Хрустов словно не слышал. Галина Ивановна мягко отозвалась:
— Не стоит, мальчики, не волнуйте Алексея Петровича. Еще запьет. Майнашев как-то заезжал, говорит: беседовал с ним по телефону… как получит из России провинциальную газету или письмо, сразу заводится…
— Он за Россию страдает, — проворчал Хрустов. — Не то что.
— Да и кто нынче не пьет?! — хмыкнул Сергей Васильевич. — Врачи советуют!
— Кто не курит и не пьет, тот здоровеньким помрет! — детским голоском весело продекламировала цыганистая Татьяна. — Ой, а это грибы?!
В квадратной посуде посвечивали, плотно сложенные, мелкие маслятки, как толстенькие патроны, а рядом в узком судне — грибы крупные, с засохшей клеёночкой шапки.
— Лева собирал… видите, белые… прямо фарфор.
— А у нас японцы весь урожай лисичек скупают и папоротник, — откликнулся, жуя, Никонов. — Слышишь, Галь? Пока они там все не съели, надо к нам, поправите здоровье…

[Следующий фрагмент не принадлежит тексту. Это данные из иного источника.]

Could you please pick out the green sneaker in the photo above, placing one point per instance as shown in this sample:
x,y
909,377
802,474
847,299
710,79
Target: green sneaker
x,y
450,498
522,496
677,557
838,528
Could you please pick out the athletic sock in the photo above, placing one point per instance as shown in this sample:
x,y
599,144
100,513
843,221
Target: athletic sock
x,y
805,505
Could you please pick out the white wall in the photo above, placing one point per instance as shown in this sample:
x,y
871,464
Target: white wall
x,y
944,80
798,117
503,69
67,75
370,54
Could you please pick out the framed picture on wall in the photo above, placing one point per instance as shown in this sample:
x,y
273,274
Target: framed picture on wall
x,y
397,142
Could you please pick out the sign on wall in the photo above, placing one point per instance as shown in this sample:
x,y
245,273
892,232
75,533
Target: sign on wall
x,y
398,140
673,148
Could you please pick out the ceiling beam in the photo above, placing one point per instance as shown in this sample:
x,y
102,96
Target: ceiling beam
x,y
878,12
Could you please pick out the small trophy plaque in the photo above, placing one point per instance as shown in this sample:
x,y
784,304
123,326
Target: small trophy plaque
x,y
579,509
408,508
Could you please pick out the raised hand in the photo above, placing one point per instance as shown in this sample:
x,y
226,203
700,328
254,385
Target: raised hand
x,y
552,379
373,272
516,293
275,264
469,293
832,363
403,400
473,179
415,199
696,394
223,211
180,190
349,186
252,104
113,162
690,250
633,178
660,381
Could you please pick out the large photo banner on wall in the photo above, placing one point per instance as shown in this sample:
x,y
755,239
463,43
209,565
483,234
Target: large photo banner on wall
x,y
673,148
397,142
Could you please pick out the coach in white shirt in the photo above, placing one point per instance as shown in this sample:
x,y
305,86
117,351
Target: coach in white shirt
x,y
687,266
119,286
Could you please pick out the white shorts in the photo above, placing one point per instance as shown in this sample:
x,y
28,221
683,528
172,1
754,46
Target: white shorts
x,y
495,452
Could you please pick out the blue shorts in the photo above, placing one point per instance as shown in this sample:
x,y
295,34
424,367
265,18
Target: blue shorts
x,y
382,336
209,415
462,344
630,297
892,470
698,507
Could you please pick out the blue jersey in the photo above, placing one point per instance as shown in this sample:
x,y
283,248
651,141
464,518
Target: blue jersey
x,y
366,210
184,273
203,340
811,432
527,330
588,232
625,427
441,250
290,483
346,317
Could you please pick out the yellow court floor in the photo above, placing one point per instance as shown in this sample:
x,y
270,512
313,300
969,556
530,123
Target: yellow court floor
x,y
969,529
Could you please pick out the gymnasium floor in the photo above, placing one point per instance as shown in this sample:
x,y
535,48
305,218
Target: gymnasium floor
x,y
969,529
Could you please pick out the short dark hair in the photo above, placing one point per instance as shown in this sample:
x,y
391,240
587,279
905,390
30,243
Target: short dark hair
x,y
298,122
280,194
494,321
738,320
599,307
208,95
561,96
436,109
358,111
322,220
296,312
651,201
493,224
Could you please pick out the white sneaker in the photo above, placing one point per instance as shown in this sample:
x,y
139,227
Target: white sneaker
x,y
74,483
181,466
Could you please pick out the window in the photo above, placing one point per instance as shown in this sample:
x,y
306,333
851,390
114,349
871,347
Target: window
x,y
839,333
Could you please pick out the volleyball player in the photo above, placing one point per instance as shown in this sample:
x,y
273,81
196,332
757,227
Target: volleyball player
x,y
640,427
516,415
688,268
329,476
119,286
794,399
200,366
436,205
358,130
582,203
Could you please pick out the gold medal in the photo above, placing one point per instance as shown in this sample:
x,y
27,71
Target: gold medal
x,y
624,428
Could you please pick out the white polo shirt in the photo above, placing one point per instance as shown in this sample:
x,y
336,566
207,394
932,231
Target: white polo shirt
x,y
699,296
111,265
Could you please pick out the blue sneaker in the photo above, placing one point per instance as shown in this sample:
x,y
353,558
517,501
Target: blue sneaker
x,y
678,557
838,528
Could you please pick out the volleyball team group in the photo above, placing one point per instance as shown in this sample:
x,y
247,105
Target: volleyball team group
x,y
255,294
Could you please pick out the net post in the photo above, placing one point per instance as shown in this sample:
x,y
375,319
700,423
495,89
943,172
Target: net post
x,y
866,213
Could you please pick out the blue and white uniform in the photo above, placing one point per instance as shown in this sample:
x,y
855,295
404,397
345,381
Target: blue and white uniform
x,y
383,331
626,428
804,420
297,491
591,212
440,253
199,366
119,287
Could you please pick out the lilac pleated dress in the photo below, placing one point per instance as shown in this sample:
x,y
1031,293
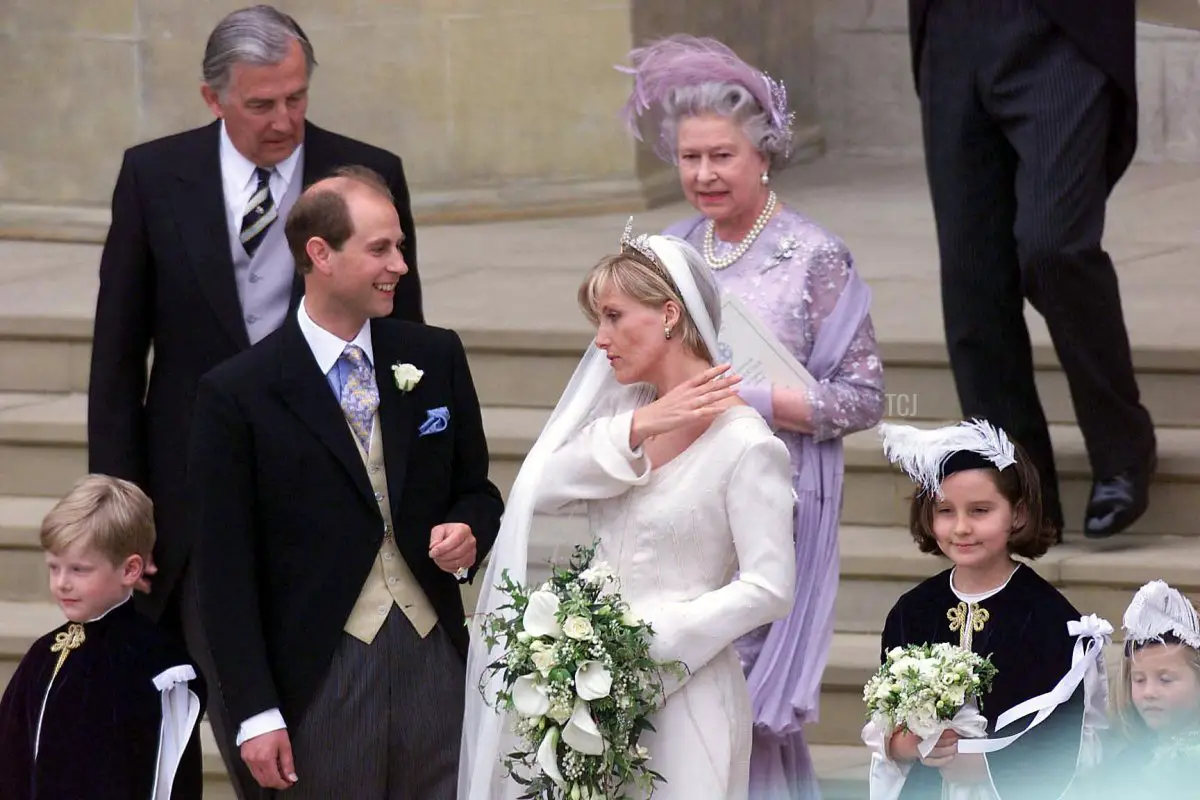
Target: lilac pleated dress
x,y
799,280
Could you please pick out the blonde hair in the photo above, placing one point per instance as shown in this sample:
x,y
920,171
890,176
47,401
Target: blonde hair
x,y
1128,721
645,282
111,515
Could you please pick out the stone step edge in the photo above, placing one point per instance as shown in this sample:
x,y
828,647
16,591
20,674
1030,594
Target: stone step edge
x,y
838,765
571,343
869,553
60,420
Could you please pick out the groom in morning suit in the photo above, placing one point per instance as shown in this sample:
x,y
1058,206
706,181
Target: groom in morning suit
x,y
337,499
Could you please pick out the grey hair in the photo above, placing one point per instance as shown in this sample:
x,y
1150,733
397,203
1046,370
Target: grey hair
x,y
258,35
731,101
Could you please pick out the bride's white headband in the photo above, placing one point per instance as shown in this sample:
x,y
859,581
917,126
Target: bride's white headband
x,y
666,254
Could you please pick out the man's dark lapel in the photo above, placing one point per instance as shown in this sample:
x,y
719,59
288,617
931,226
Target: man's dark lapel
x,y
307,394
197,199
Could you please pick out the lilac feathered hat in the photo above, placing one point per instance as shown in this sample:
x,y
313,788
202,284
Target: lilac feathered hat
x,y
683,60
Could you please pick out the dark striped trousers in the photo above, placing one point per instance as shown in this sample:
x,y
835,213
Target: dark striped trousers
x,y
385,722
1015,126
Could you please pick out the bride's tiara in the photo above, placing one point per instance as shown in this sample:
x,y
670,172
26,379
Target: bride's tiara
x,y
640,244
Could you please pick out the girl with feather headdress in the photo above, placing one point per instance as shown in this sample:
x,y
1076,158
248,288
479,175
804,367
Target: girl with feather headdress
x,y
978,505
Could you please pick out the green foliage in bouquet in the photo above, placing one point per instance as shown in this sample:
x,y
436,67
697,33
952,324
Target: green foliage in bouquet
x,y
922,685
580,681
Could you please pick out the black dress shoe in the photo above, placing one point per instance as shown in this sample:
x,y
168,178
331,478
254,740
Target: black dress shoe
x,y
1116,503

— Нам и тут хорошо, — за жену ответил Лев Николаевич. Он вскидывал глаза на дверь, напряженно ожидая прихода Туровского. — Галька медсестрой работает. Нас уважают. Нам хватает.
Галина Ивановна смущенно улыбнулась Никонову:
— Лева в стройтехникуме преподавал, но строители здесь больше не нужны, расформировали… А бруснику кто собирает? Он ее, Сережа, как бульдозер совком…
— Поскольку и есть… с-совок! — напрягаясь, пробурчал Хрустов. Он все-таки был уже пьяноват, я-то знал, сколько он выпил. Могло статься так, что с появлением Утконоса взъярится и вечер встречи испортит. Между тем, еще не чующие грозы, постаревшие красотки, сидя рядышком, смотрели друг на дружку и смахивали слезы.
Зазвонил домашний телефон Хрустовых. Галина Ивановна, как пташка, легко вспорхнула, сняла трубку.
— Кого?.. Ой, он сейчас занят… — И пояснила мужу. — Варавва. Скажу, чтобы завтра позвонил?
— Нет! — рявкнул Хрустов и перехватил трубку. — Да, нет! Не забыл… тут Серега Никонов в гостях… кое-что ему объясняю… А завтра выходим! Этих мы как перчатки вывернем! — И бросив трубку на рычажки, хотел сам себе налить в рюмку.
— Перестань. Не надо больше, — тихо попросила Галина Ивановна. — Я не хочу, чтобы ты умирал. И рабочий класс, думаю, не хочет. — Она сказала эти слова очень серьезным тоном.